D’abord, il replace dans la continuité de l’Histoire, notre période actuelle que nous croyons exceptionnelle : « Les deux siècles qui nous précèdent ne sont que courses, fièvre, assauts et révolutions. (…) Depuis si longtemps, nous sommes citoyens de l’ennui. ».
Il déroule les principales étapes traversées à partir du début du XIXème.
L’industrialisation à partir du charbon dès 1830, « il faut que ça chauffe » avec le développement progressif du prolétariat ouvrier.
Le découpage de l’Afrique en 1885 entre les principales puissances européennes, étape décisive du colonialisme européen sur l’Afrique pour y puiser ses richesses naturelles innombrables et poursuivre la soumission violente de ses peuples.
La boucherie de la guerre 14/18 à laquelle ces mêmes puissances européennes épuisées et décimées mettent fin en donnant un nouveau visage à l’Europe, faite de désirs de vengeance et de réparations.  
Fruits maléfiques qui donneront la deuxième guerre mondiale pendant laquelle l’horreur absolue des camps de la mort « où l’homme est vaincu », ne peut plus être vraiment mises en mots..
Puis la « Guerre froide » opposant deux blocs détenant l’arme atomique. « C’est le temps des frontières infranchissables / et des barrières qui ne se lèvent plus.» Ces frontières s’effondrent, ainsi que les dictatures, rendant possible la réalisation d’une Europe unie, ouvrant le temps de « la discussion partagée ». Et aussi à l’impuissance comme dans les Balkans…

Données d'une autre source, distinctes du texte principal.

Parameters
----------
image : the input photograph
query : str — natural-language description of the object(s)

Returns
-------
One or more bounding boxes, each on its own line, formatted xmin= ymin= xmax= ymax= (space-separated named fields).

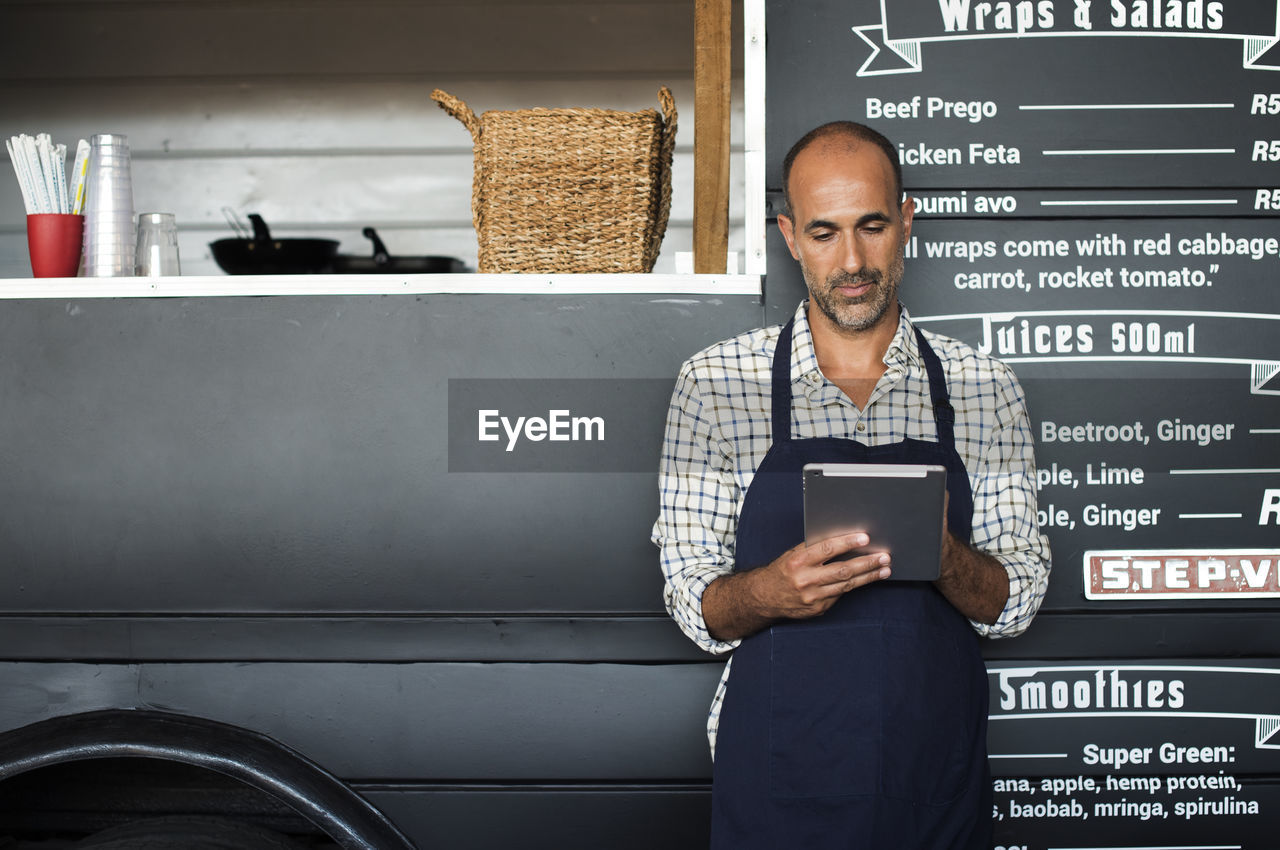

Cette ode à l’Europe n’a rien d’un satisfecit de fin de banquet. C’est un défi qu’il présente à nos cerveaux blasés et ennuyés. Sommes-nous vraiment conscients combien l’Histoire de l’Europe a été étonnante pendant ces deux siècles, au point d’avoir cru devenir le pivot autour duquel le monde entier allait tourner.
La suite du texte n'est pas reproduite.